D/1952.07.05 — André Malraux : «Nous représentons la continuité de la France»

D/1952.07.05 — André Malraux, «“Nous représentons la continuité historique de la France”», discours prononcé le 5 juillet 1952, au conseil national élargi du RPF, tenu du 4 au 6 juillet 1952, à Saint-Maur. Le Rassemblement [Paris], n° 267, 11-17 juillet 1952, p. 3.


 

André Malraux

 

«Nous représentons la continuité historique de la France»

 

Nos adversaires – car je dis franchement nos adversaires – disent : «1° Nous ne parlerons pas de mystique, nous parlerons de tactique; 2° Il y a une tactique mauvaise, c'est la tactique du général de Gaulle; il y en a une bonne et c'est la nôtre».

Je ne sais pas si la tactique du général de Gaulle est bonne, mais je suis sûr que la leur est mauvaise parce que, jusqu'ici, où qu'ils l'aient employée, elle a toujours échoué.

Je dirai enfin – que nous devions gagner ou perdre – qu'il importe peut-être beaucoup pour la France, mais qu'il n'importe pas du tout pour les colleurs d'affiches qui m'écoutent, que le groupe parlementaire soit au pouvoir ou qu'il n'y soit pas, parce que, depuis que l'histoire est l'histoire, elle ne se fait que sur l'acceptation des défaites. Que ce soit Mussolini, Richelieu, Bismarck ou Lénine, tous ces hommes ont admis pendant presque toute leur vie que, peut-être, ils feraient une carrière ignorée au service de ce qu'ils croyaient la vérité et qu'un autre après eux relèverait l'épée brisée.

Le général de Gaulle n'a dit à personne : «Je vous mène aux places», ni même : «Je vous mène au pouvoir». Il a dit : «Fasse la chance pour la France que nous y allions. Nous sommes le Rassemblement, nous représentons la continuité historique. Elle peut être battue. Elle l'a été souvent, mais elle est ce qu'elle est, et, en face d'elle, il n'y a rien».

Votre tactique, adversaires parlementaires, c'est essentiellement celle du concours. Il me semble que nous l'avons entendu prôner hier par Vichy.

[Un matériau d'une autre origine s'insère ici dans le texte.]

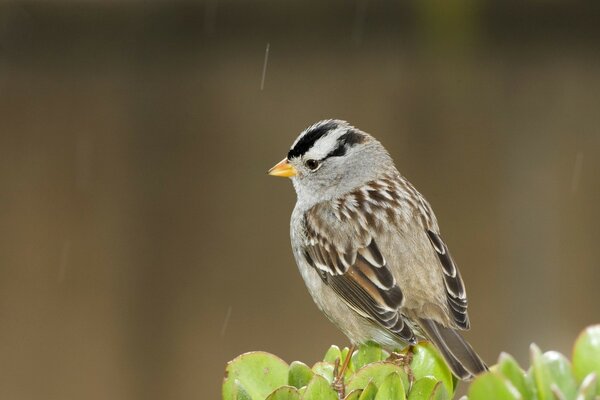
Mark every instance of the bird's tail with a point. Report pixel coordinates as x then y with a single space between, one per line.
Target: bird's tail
459 355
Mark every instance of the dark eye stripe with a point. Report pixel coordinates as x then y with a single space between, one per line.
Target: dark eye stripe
307 141
346 141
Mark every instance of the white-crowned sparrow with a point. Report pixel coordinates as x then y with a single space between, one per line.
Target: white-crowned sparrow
369 248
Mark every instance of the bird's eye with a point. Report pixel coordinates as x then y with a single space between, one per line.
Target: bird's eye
312 164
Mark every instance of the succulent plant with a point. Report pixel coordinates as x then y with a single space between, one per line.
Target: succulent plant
550 377
372 375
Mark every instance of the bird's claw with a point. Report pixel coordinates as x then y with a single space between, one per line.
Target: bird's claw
404 360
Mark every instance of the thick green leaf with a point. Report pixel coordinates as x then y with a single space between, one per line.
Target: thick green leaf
239 392
319 389
586 353
259 373
422 389
439 392
428 362
324 369
376 373
589 387
492 385
511 370
332 354
551 375
299 374
284 393
391 388
561 375
353 395
366 354
369 392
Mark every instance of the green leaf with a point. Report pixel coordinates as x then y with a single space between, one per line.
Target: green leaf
552 375
332 354
422 389
324 369
586 353
258 373
319 389
299 374
561 375
511 370
375 373
391 388
369 392
439 392
588 387
353 395
428 362
491 385
540 373
240 392
367 353
284 393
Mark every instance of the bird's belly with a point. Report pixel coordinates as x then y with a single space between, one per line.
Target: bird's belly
357 328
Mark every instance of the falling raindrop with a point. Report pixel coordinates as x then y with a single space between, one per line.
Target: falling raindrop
226 321
262 81
576 178
64 260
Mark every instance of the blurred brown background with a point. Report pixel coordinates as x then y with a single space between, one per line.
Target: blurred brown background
142 245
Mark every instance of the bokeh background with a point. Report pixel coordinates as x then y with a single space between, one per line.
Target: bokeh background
142 245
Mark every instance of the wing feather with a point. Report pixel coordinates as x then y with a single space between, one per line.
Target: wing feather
361 277
455 287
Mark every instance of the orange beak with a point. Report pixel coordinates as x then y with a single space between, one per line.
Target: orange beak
283 169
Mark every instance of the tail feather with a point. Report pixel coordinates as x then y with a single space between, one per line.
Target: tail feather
460 356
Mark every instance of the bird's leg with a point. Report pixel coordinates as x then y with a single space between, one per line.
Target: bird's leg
403 360
338 374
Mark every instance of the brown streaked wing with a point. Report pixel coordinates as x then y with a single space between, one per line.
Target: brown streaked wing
455 287
362 279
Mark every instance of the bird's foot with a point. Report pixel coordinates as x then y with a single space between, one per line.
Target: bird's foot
403 360
338 374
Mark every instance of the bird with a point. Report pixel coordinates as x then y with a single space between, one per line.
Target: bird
369 248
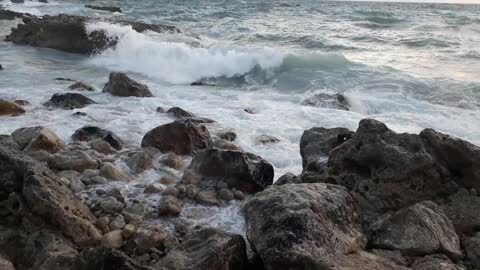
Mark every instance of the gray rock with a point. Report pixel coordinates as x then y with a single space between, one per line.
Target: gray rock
298 225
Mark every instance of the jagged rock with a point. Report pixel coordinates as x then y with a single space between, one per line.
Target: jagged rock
69 101
72 160
90 133
418 230
37 138
295 226
105 8
207 249
10 108
181 138
119 84
323 100
81 86
243 171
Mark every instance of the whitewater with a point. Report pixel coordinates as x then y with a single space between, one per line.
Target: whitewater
411 66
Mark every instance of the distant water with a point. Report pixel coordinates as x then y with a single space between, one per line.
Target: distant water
411 66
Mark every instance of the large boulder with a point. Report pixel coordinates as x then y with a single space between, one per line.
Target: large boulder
301 226
181 138
244 171
69 101
418 230
207 248
37 138
10 108
121 85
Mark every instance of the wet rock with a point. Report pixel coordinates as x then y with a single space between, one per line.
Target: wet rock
72 160
140 162
288 178
37 138
90 133
179 138
169 206
298 225
266 139
119 84
418 230
435 262
178 112
69 101
113 239
112 172
104 8
10 108
243 171
81 86
316 143
323 100
207 249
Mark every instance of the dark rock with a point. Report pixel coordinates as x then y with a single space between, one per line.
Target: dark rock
69 101
288 178
121 85
301 226
104 8
418 230
179 112
316 143
266 139
243 171
336 101
90 133
81 86
207 249
181 138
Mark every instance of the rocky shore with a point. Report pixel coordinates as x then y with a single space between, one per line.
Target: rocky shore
369 199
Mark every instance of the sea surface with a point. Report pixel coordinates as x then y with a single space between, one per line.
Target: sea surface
412 66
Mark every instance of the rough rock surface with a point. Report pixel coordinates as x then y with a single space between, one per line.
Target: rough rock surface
37 138
300 226
418 230
244 171
207 248
121 85
181 138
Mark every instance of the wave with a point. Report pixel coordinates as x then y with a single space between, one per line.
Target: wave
180 63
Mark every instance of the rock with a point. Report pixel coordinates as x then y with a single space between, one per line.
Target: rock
90 133
436 262
266 139
169 206
10 108
179 112
37 138
69 101
207 249
323 100
117 223
418 230
179 138
81 86
113 239
72 160
244 171
316 143
111 9
298 225
112 172
119 84
140 162
288 178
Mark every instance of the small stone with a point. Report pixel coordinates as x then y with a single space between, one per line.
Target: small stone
113 239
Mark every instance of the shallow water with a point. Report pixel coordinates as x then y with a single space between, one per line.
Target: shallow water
412 66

Croyez-vous donc que ceux qui disaient : «Pour sauver les meubles, il faut traiter avec les Allemands» étaient nécessairement des canailles ou nécessairement des idiots ? Ils suivaient quelque chose qui est une fatalité humaine et vous êtes en train d'entrer à votre tour dans cette fatalité.

Nous avons expliqué cinquante fois ensemble à la France entière qu'on ne s'arrangerait pas avec des combines. Vous voulez les refaire parce que vous serez dedans. Parmi ceux dont j'ai parlé, certains sont des hommes parfaitement désintéressés quant au portefeuille, mais ils croient qu'eux dans le circuit ils pourront faire marcher mieux les choses. C'est un espoir qui a toujours été déçu.

Le général Billotte, dont le talent et la compétence dominent de loin ceux des ministres de la Guerre qui se sont succédé, pourra faire une politique théorique de l'armée française excellente. Il l'a faite. Mais il ne sera ministre de la Guerre que dans la mesure où il est bien entendu que l'on continuera à prétendre mettre un demi-soldat dans un demi-char et à ne pas voter les crédits. Car s'il veut les faire voter, alors il ne sera pas ministre de la Guerre.

Voilà l'essentiel. Vous vous êtes battus pour une idée sachant que le destin du monde et particulièrement de la France s'en rapprocherait ou peut-être s'en éloignerait.

Si vous abandonnez un certain nombre de parlementaires, ou s'ils vous abandonnent, c'est dommage. C'est un incident. Si vous abandonnez une idée, l'idée dont vous avez vécu, ce n'est pas un incident. C'est un suicide.

On a dit que, si des parlementaires s'en vont, le Rassemblement est fini. Si nous devions choisir entre certains parlementaires et le gaullisme, dites-vous bien tous que, si le gaullisme s'en va, alors le Rassemblement d'abord et la France ensuite seront peut-être finis tous les deux.